The child had been conceived during an affair and taken into care just days after his birth as the mother was thought to be unable to look after him.
The man later rekindled the relationship but the mother insisted the child was not his. They are no longer together.
The man went to court to try and claim his child but the boy had already been placed with adopters who were keen to have the adoption finalised. He appealed an adoption order granted in their favour last year.
The boy’s mother supported his campaign the Mail reports, saying:
“I do not want my child to be adopted by strangers.”
But the man’s appeal failed. Lord Justice Munby, who as President of the Family Division is the country’s most senior family law judge, said the boy had grown deeply attached to his adoptive parents and they had been “through the mill”. It was in the child’s best interests to stay with them, he concluded.
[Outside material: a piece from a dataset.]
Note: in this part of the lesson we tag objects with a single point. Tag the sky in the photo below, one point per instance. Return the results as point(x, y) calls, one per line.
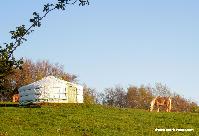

“Recognising the bitter heartache that this must cause a father who, it would seem, was cruelly deceived by the mother of his child, I was in the end entirely satisfied that his appeal had to be dismissed. Standing back from the detail, the reality is that the father has no relationship with C, indeed he has never even seen him, and that C has now been settled for over two years with the adopters. How can we, how can any judge, take the risk of disturbing that?”
Lord Justice Munby criticised the granting of an adoption order while the man’s case’s case had yet to be fully resolved, concluding starkly:
“I cannot part from this case without expressing my very great concerns about that it reveals about our system. The history of events…makes for depressing and profoundly worrying reading. This is not, I stress, necessarily a criticism of those involved, most of whom did what was required of them. It is a criticism of a system whose inadequacies and potential for catastrophe have here been all too starkly exposed. No humanly devised system can ever be foolproof, but we must do everything to ensure as best we can that future catastrophes are prevented.”